Coronavirus: Industry Goes to War!

Heavy industry and individual workers have arrived as backup to accelerate the production of masks and ventilators desperately needed by medical professionals. Both in France and the United States, a wartime economy has developed to fight against the coronavirus pandemic.
The Christian Dior factory in Saint-Jean-de-Braye, near Orléans, is now producing hand sanitizer. @ LVMH

On the banks of the East River opposite Manhattan, the Brooklyn Navy Yard is back to work. The former naval shipyard once employed 70,000 people during World War II, before being abandoned in the 1960s and then transformed into an industrial park. Today, it has been commandeered for the national defense. A promotional furniture producer has converted his showroom into an assembly line for medical face shields. And in the neighboring building, a distillery renowned for its bourbon is now turning its hand to disinfectant.

Initiatives like these are appearing everywhere. In France, luxury giant LVMH has repurposed its production line for Guerlain, Givenchy, and Christian Dior perfumes and is now producing hand sanitizer. The same efforts have been seen at cosmetics brands Yves Rocher and L’Oréal, the Hermès perfumery department, alcoholic beverage company Pernod Ricard, and the Danone group, which has shifted from producing Evian bottled water to deliver 100,000 bottles of liquid disinfectant.

Chanel Masks

The textile and fashion industries have stepped forward to make masks. The French health minister estimated the country needed 25 million masks per week for medical staff alone, far more than the 8 million produced currently. Chanel has mobilized 150 seamstresses from its Haute Couture, Ready-to-Wear, and Maisons d’Art departments, while Lorraine-based brand Linvosges, renowned for its bedsheets and home linens, has been producing washable, reusable fabric masks since last week.
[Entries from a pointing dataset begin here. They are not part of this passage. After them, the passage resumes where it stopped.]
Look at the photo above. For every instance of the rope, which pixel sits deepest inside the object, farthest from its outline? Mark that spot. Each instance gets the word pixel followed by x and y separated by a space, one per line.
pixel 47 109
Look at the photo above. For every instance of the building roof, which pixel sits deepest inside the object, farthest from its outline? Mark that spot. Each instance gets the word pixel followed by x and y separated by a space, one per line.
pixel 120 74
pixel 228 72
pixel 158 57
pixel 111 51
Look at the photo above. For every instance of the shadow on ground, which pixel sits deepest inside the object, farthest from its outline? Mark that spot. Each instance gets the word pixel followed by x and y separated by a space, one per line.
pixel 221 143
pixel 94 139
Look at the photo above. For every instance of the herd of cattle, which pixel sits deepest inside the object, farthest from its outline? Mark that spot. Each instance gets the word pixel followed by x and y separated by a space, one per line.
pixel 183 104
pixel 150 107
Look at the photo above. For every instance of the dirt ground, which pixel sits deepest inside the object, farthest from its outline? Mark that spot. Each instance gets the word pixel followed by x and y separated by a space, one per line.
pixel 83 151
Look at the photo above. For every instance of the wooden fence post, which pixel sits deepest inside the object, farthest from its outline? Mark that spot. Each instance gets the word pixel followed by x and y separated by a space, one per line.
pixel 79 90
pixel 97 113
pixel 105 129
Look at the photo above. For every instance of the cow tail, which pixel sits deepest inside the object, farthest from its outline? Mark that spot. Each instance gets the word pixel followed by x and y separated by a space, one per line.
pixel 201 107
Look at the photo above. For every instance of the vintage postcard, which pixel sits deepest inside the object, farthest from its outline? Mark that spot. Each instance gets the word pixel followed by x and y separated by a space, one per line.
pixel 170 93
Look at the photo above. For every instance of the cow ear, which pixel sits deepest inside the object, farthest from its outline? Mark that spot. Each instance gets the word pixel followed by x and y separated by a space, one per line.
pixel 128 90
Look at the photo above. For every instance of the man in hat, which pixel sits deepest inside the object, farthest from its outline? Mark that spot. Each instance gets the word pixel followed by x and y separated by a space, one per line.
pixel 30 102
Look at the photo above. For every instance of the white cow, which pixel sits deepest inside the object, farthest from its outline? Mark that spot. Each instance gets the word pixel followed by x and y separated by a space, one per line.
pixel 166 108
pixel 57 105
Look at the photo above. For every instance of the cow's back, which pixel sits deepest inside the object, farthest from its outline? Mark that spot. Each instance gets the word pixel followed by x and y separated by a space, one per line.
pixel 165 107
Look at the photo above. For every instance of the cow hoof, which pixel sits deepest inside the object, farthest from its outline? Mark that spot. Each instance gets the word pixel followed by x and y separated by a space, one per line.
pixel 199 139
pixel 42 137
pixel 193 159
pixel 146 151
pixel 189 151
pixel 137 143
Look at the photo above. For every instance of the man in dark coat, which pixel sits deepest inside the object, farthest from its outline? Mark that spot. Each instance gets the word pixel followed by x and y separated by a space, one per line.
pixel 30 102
Chargeurs, a group specialized in technical textiles for the luxury and fashion sectors (which also owns France-Amérique), is also producing masks in its factories in Picardie and Alsace. Its main focuses are fabric masks for non-medical personnel, but also FFP2 surgical masks. “We decided to acquire a number of production lines, which will be operational within a few weeks,” said the group’s CEO Michael Fribourg in an interview with French news channel LCI. “We will be able to produce 3.5 million extra masks every week.”

The War Against the Virus

“We are at war,” repeated Emmanuel Macron in his speech to the nation. It is therefore unsurprising that the mobilization of industry players is akin to the full-scale wars of the 20th century, conflicts fought both on the front line and in factories across the country. More than 15,000 French companies contributed to national defense during World War I, including the Schneider steelworks in Le Creusot and automobile manufacturers Citroën, Peugeot, and Renault, which produced shells, cannons, and tanks.

Thirty years later in the United States, Franklin Roosevelt launched a commission tasked with converting the American economy to meet the country’s needs during World War II. Factories previously used for producing radios, refrigerators, cars, and tractors were soon making rifles, machine guns, bombs, tanks, and planes. This was the time of Rosie the Riveter when Detroit was known as the “arsenal of democracy.”

Rallying U.S. Industry

Donald Trump has not yet passed the Defense Production Act, a relic from the Cold War that would have enabled him to requisition national industry, but businesses have not waited for the presidential green light to get to work. Tesla, General Motors, Ralph Lauren, Jack Daniel’s, and department stores Nordstrom and Nieman Marcus have already started. Boeing is using its 3D printers to make masks, and employees at Ford and General Electric in Michigan will soon be assembling 7,200 ventilators per week.

On a smaller scale, amateur sewing groups are popping up across social media to make fabric masks. While they are not accepted by all hospitals, they have been welcomed by caregivers, bus drivers, cashiers, and delivery workers. The initiative harks back to the socks and gloves knitted by “war godmothers” and volunteers for French soldiers in the trenches during World War I.

In the same vein, a French nurse at a hospital in Houston has created a group of some 600 seamstresses on Facebook. “Now that the city has announced a lockdown with all non-essential travel forbidden, we are adapting to collect our masks,” says Natalie Jones, originally from Paris, one of the group’s administrators. “We have made more than 1,800 masks so far, and have started distributing them to medical centers, oncology wards, and retirement homes.”